Там и тогда я не обратила на это внимания: мне и своих забот хватало. Но зачем ему было ехать туда, он ведь любит ходить на лыжах в Эстмарке… И совсем не в его духе было уточнять, где он катался; папа не имеет обыкновения посвящать меня в такие подробности.
Да, он отправился в Сёркедал. Пристегнул лыжи и дошел до Крукскуга. Поэтому его и не зафиксировала камера на пункте оплаты. И никто не видел его машину стоящей на обочине дороги, ведущей к Клейвстюа. Сколько времени займет такая лыжная пробежка у тренированного человека, часто встающего на лыжи? Три часа, три с половиной? Я считаю на пальцах: получается десять — половина одиннадцатого утра. Что там Гюндерсен говорил о временно́м отрезке? Вера набрала номер Сигурда незадолго до половины одиннадцатого. Первый звонок, на который он не ответил…
Я вижу, как это было. Папа сворачивает во двор. Сигурд слышит и выходит на крыльцо, думает, что Вера сама добралась от остановки. Папа ведет себя как ни в чем не бывало: надо же, Сигурд, ты здесь, в пятницу, в рабочий день, не ожидал… Проще простого было выманить Сигурда с дачи. Наверняка единственное, о чем он думал, — это как бы сплавить тестя до прихода Веры. Разумеется, телефон он оставил на даче, ведь Вера могла позвонить при папе…

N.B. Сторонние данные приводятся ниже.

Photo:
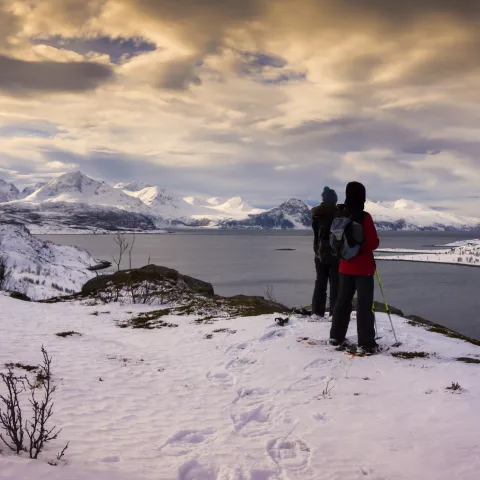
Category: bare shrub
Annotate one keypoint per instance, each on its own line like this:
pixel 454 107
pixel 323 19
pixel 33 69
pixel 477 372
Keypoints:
pixel 5 273
pixel 38 431
pixel 11 422
pixel 270 294
pixel 123 245
pixel 132 244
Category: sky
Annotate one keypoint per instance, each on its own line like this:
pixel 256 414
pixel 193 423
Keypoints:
pixel 263 99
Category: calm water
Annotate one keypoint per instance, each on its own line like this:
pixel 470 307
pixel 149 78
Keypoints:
pixel 248 262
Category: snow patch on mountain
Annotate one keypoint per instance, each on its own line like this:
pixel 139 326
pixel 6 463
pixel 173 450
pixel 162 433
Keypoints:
pixel 78 188
pixel 42 269
pixel 8 192
pixel 132 186
pixel 30 189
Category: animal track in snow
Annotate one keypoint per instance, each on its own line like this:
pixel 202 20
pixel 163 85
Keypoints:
pixel 184 441
pixel 291 455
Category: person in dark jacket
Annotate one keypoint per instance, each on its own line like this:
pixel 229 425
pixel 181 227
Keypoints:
pixel 357 275
pixel 326 264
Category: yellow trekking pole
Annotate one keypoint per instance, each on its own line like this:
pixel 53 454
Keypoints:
pixel 397 343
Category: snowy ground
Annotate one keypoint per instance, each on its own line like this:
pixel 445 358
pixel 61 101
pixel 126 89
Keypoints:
pixel 42 269
pixel 460 253
pixel 250 403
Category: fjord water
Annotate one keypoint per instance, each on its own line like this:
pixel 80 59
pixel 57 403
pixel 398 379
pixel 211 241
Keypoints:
pixel 247 262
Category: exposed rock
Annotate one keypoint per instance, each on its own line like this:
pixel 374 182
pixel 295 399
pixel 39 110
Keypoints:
pixel 20 296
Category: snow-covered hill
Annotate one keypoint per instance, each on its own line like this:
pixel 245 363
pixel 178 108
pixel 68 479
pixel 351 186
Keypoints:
pixel 243 399
pixel 97 206
pixel 42 269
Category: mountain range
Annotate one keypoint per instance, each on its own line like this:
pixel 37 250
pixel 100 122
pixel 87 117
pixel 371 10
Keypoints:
pixel 76 203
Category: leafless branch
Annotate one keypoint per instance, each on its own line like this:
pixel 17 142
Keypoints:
pixel 11 422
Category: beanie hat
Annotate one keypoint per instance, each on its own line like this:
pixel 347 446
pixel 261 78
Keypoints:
pixel 355 194
pixel 329 196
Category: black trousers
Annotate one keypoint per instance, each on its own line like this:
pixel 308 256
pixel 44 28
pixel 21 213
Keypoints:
pixel 364 286
pixel 325 273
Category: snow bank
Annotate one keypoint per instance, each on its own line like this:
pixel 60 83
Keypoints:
pixel 244 399
pixel 43 269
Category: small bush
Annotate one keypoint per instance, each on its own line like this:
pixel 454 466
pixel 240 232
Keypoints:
pixel 410 355
pixel 468 360
pixel 21 366
pixel 454 387
pixel 14 431
pixel 67 334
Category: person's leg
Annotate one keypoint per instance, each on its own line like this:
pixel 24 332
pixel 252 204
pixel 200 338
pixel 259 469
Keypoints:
pixel 320 292
pixel 343 308
pixel 365 316
pixel 334 278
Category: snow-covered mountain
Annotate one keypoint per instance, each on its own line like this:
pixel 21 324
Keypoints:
pixel 292 214
pixel 78 188
pixel 408 215
pixel 8 192
pixel 30 189
pixel 75 201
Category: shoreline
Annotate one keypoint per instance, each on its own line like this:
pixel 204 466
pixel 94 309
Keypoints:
pixel 454 264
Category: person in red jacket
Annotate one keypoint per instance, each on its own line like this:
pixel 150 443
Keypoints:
pixel 357 275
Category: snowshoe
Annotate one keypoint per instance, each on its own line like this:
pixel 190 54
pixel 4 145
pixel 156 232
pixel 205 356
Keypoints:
pixel 311 341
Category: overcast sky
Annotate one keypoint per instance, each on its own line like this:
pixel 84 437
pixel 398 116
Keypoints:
pixel 264 99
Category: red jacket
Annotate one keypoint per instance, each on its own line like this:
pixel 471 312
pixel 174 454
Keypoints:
pixel 363 264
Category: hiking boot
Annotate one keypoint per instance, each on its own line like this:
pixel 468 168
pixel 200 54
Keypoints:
pixel 369 350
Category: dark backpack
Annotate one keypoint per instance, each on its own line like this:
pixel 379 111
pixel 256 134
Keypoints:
pixel 324 250
pixel 346 237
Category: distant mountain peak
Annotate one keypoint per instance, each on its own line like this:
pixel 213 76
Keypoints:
pixel 8 191
pixel 132 186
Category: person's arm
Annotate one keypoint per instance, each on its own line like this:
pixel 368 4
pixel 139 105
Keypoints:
pixel 370 232
pixel 315 233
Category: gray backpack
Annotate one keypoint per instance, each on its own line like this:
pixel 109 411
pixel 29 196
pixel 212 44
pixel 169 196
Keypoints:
pixel 346 237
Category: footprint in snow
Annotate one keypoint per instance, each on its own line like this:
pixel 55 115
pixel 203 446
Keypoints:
pixel 222 379
pixel 237 348
pixel 184 441
pixel 253 421
pixel 291 455
pixel 253 396
pixel 318 363
pixel 240 363
pixel 272 334
pixel 192 470
pixel 322 417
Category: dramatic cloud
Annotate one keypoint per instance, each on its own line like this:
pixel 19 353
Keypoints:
pixel 18 76
pixel 258 98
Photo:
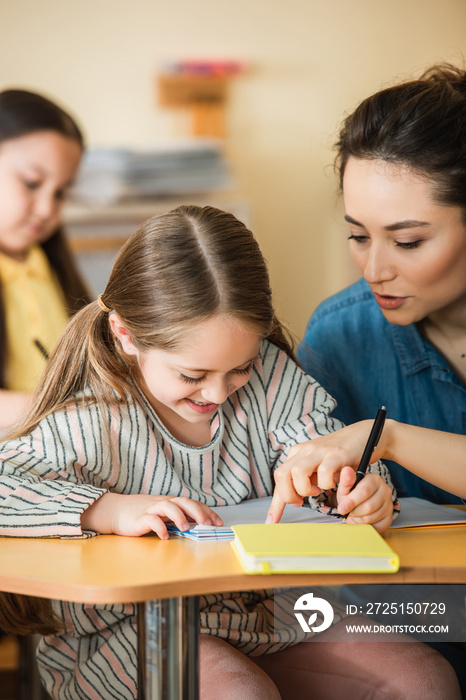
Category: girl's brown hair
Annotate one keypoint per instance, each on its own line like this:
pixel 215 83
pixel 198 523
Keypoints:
pixel 176 271
pixel 21 113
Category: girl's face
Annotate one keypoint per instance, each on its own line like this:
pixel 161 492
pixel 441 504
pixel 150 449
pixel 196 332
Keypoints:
pixel 35 173
pixel 186 387
pixel 411 250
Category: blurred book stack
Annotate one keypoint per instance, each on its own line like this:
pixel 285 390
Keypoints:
pixel 110 175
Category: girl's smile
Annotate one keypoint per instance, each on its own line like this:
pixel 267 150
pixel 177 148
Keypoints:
pixel 185 387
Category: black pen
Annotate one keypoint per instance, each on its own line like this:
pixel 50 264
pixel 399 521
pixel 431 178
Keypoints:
pixel 371 444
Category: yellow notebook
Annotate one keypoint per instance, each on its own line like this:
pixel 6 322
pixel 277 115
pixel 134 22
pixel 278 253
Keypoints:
pixel 313 547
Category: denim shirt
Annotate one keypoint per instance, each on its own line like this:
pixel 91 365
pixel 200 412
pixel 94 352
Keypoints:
pixel 365 362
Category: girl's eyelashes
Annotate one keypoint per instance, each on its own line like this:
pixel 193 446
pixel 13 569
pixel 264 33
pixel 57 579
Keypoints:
pixel 245 370
pixel 409 245
pixel 198 380
pixel 405 245
pixel 192 380
pixel 357 239
pixel 31 184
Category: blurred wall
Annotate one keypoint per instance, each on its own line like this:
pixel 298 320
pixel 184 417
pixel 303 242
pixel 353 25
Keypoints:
pixel 310 61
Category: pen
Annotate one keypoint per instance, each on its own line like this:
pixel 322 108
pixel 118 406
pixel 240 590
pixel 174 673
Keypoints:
pixel 374 438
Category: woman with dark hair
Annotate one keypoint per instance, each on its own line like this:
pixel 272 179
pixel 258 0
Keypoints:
pixel 398 336
pixel 40 150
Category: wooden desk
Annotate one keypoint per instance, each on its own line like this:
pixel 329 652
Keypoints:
pixel 166 577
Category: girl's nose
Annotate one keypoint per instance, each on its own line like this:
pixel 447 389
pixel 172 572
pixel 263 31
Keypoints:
pixel 216 390
pixel 45 206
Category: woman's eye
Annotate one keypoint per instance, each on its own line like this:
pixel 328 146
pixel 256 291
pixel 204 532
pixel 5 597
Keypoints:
pixel 409 245
pixel 191 380
pixel 357 239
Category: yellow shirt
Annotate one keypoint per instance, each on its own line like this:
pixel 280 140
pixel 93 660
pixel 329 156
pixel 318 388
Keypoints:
pixel 35 310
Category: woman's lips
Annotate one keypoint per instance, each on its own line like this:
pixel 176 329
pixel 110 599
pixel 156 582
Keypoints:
pixel 202 408
pixel 389 302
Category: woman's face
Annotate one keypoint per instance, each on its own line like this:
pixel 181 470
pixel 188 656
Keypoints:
pixel 410 250
pixel 35 173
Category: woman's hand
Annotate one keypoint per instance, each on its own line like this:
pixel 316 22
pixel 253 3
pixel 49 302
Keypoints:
pixel 325 462
pixel 370 502
pixel 135 515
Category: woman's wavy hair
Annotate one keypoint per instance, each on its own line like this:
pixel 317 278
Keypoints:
pixel 176 271
pixel 22 113
pixel 420 124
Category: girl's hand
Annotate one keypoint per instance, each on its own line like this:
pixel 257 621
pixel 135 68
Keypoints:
pixel 135 515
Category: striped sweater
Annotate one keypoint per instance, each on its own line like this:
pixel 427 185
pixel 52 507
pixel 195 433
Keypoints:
pixel 50 476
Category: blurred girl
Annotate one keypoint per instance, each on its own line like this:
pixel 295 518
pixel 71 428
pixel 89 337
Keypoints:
pixel 40 150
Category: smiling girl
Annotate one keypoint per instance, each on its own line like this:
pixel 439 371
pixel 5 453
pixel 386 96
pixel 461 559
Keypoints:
pixel 172 394
pixel 398 336
pixel 40 150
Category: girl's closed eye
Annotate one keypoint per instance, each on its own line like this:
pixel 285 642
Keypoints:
pixel 358 238
pixel 198 380
pixel 408 245
pixel 31 184
pixel 192 380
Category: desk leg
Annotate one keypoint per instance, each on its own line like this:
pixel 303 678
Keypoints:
pixel 168 663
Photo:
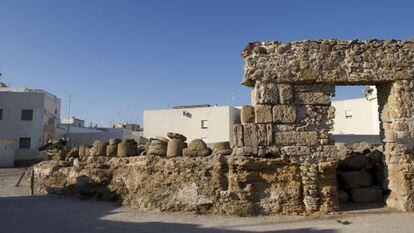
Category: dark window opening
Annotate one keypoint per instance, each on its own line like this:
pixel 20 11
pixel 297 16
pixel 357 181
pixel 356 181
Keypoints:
pixel 27 115
pixel 24 143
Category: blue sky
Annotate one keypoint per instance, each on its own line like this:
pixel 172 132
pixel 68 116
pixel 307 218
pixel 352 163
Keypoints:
pixel 118 58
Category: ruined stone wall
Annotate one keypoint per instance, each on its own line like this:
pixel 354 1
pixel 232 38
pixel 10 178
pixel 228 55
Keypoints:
pixel 328 61
pixel 291 114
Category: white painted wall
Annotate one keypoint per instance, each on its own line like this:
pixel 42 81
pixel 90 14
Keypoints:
pixel 364 120
pixel 220 123
pixel 46 114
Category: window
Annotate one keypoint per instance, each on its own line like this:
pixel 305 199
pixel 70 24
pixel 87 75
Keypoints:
pixel 24 143
pixel 348 114
pixel 204 124
pixel 27 115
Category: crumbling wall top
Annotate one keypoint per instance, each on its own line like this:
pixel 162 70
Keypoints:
pixel 328 61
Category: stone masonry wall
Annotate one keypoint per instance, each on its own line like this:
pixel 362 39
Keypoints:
pixel 291 114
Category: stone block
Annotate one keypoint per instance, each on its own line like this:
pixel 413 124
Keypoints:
pixel 238 135
pixel 312 98
pixel 266 93
pixel 175 147
pixel 285 94
pixel 249 135
pixel 263 113
pixel 247 114
pixel 367 195
pixel 296 138
pixel 264 134
pixel 284 114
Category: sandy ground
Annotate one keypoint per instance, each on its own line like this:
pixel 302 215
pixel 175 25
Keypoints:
pixel 20 212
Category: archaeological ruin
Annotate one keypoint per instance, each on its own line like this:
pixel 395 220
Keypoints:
pixel 283 158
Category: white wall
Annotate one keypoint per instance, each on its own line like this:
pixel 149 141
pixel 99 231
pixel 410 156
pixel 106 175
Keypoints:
pixel 364 120
pixel 220 122
pixel 11 126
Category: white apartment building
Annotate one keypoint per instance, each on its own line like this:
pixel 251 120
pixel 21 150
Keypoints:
pixel 28 116
pixel 209 123
pixel 357 119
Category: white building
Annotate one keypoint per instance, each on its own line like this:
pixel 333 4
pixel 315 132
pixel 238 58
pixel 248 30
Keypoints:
pixel 209 123
pixel 357 119
pixel 30 117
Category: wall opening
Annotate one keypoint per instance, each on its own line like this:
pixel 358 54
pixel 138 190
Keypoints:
pixel 361 170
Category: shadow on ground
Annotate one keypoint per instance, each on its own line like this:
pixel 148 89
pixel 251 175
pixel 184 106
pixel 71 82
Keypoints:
pixel 37 214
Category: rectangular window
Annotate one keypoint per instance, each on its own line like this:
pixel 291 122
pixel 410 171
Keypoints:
pixel 348 114
pixel 27 115
pixel 204 124
pixel 24 143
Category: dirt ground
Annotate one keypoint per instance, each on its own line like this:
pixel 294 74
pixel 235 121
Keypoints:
pixel 20 212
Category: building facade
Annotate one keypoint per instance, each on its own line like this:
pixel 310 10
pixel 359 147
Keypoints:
pixel 209 123
pixel 30 116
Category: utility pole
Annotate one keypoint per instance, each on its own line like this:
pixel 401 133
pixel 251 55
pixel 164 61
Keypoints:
pixel 70 101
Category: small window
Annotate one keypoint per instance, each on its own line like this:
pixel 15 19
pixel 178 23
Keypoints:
pixel 24 143
pixel 348 114
pixel 27 115
pixel 204 124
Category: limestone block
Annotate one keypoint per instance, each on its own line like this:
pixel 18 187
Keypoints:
pixel 172 135
pixel 249 135
pixel 284 114
pixel 285 94
pixel 238 135
pixel 266 93
pixel 263 113
pixel 197 148
pixel 356 179
pixel 264 133
pixel 222 148
pixel 175 148
pixel 127 148
pixel 247 114
pixel 99 148
pixel 313 98
pixel 114 141
pixel 367 195
pixel 296 138
pixel 158 147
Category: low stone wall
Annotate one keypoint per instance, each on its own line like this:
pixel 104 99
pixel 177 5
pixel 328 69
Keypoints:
pixel 214 184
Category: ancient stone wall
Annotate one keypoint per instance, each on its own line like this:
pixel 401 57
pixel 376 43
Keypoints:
pixel 291 114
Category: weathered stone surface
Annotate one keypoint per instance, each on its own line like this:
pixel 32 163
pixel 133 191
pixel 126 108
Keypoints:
pixel 328 61
pixel 127 148
pixel 284 114
pixel 197 148
pixel 158 147
pixel 342 196
pixel 99 148
pixel 266 93
pixel 296 138
pixel 313 98
pixel 249 135
pixel 175 148
pixel 285 94
pixel 222 148
pixel 263 113
pixel 247 114
pixel 172 135
pixel 112 150
pixel 356 179
pixel 238 135
pixel 367 195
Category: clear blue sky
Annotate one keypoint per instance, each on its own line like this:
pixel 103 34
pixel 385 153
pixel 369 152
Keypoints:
pixel 118 58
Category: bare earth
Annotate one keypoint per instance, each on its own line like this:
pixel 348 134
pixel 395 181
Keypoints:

Они вместе идут к лесной опушке: папа — на лыжах, Сигурд — по дорожке, где снег растаял. Просил ли папа Сигурда что-то показать ему и выстрелил, пока тот стоял к нему спиной? Или рассказал, что собирается сделать, и велел повернуться лицом к лесу? Умолял ли Сигурд оставить его в живых? Испытывал ли он страх перед выстрелом или не заметил, как смерть настигла его?
Что сделал бы папа, если б застал на даче Веру? Если б он свернул во двор, а она вышла вместе с Сигурдом?… Нет, не могу даже думать об этом. Всему есть предел: не могу, и всё.
…Потом папа возвращается тем же путем. Оружие выбрасывает — может быть, в озерцо, на котором растаял лед, — или берет с собой домой. Что оружие у него есть, я не сомневаюсь: он ведь за свободу воли, а поскольку не состоит ни в каком клубе, насколько мне известно, оно наверняка и не зарегистрировано. Может быть, спрятано в подвале этого дома или в ящике стола, за которым я сижу… Дом хранит много секретов: в нем есть потайные комнаты, вместительные чуланы, съемные панели. Револьвер можно прятать здесь сколь угодно долго. Если приспичит, можно летом взять напрокат лодку и выбросить его в Бюнне-фьорд. Но это вряд ли.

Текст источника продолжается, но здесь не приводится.